A holding company with cash to fund subordinated loans to its bank, but insufficient legacy LTD, could meet the requirements of the rule by issuing zero coupon notes to the public or even dividending zero coupon notes to its shareholders. The LTD rule doesn't specify either discount or coupon for a holding company's LTD.

And then there are holding companies with very few assets. Northern Trust reports less than $600 million in cash and almost no non-bank assets. The proposed rule would require Northern Trust to raise more than $5 billion in high-interest LTD (Truist Financial Corp. just issued LTD at 7.7%) to lend to its bank in replacement of deposits paying average interest of 3.35%—reducing net income by about $200 million per year, or one-third of its dividend.

Northern Trust illustrates the incoherence of the source of strength doctrine and the correct approach to future regulation.

A source of strength rule, properly written, should require each holding company to execute a capital adequacy and liquidity maintenance agreement with the Fed, the FDIC, and the regulator of the holding company's bank with the following terms:

  • The holding company would agree to buy bank equity in an amount specified by the Fed or bank regulator prior to a bank receivership or by the FDIC during receivership.
  • The amount specified by the Fed or bank regulator in any year wouldn't exceed the LTD amount in that year, less subordinated loans to the bank under the LTD rule—the net LTD amount.
  • The amount specified by the FDIC in receivership would not exceed the net LTD amount plus bank dividends during the four years prior to the receivership.
  • The holding company would agree to hold all of its deposits at its bank and would agree to subordinate its deposit claims to the prior payment of all other liabilities of the bank.
  • The agreement would satisfy the Bankruptcy Code's requirements for immediate enforcement in bankruptcy.
  • The holding company's compliance with the LTD rule would be suspended if it had executed and complied with the capital and liquidity maintenance agreement.

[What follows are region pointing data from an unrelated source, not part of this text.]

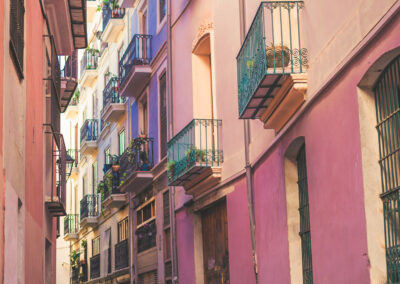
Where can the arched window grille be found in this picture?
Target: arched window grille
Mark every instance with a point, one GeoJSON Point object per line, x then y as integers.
{"type": "Point", "coordinates": [387, 102]}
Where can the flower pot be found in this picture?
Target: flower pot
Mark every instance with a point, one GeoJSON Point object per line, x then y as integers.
{"type": "Point", "coordinates": [281, 53]}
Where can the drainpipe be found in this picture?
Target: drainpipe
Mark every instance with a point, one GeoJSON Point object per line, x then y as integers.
{"type": "Point", "coordinates": [169, 135]}
{"type": "Point", "coordinates": [249, 174]}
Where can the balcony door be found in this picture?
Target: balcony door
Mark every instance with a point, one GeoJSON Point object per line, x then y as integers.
{"type": "Point", "coordinates": [215, 244]}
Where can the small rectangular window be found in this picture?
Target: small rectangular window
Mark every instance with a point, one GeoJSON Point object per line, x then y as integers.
{"type": "Point", "coordinates": [107, 156]}
{"type": "Point", "coordinates": [121, 140]}
{"type": "Point", "coordinates": [162, 9]}
{"type": "Point", "coordinates": [17, 12]}
{"type": "Point", "coordinates": [163, 115]}
{"type": "Point", "coordinates": [96, 246]}
{"type": "Point", "coordinates": [123, 230]}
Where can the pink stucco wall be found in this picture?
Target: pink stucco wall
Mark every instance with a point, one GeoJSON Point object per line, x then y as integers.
{"type": "Point", "coordinates": [35, 229]}
{"type": "Point", "coordinates": [185, 244]}
{"type": "Point", "coordinates": [241, 269]}
{"type": "Point", "coordinates": [337, 214]}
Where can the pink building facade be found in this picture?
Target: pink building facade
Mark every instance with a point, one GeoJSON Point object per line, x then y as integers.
{"type": "Point", "coordinates": [326, 141]}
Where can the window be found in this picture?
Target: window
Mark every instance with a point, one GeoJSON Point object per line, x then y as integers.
{"type": "Point", "coordinates": [17, 12]}
{"type": "Point", "coordinates": [304, 211]}
{"type": "Point", "coordinates": [96, 246]}
{"type": "Point", "coordinates": [146, 212]}
{"type": "Point", "coordinates": [162, 10]}
{"type": "Point", "coordinates": [387, 103]}
{"type": "Point", "coordinates": [94, 181]}
{"type": "Point", "coordinates": [121, 142]}
{"type": "Point", "coordinates": [107, 156]}
{"type": "Point", "coordinates": [143, 116]}
{"type": "Point", "coordinates": [123, 230]}
{"type": "Point", "coordinates": [163, 115]}
{"type": "Point", "coordinates": [146, 225]}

The above-proposed source of strength rule should apply to all holding companies—there's no reason to have Charles Schwab commit the equity of its broker/dealer to the support of its bank, but not Raymond James or Hilltop Holdings.

Such a source of strength rule would accomplish the professed goal of the LTD rule instead of futilely requiring shell companies to borrow at high interest rates against assets they don't have, and inadequately requiring small but still asset-rich holding companies to contribute assets they do have.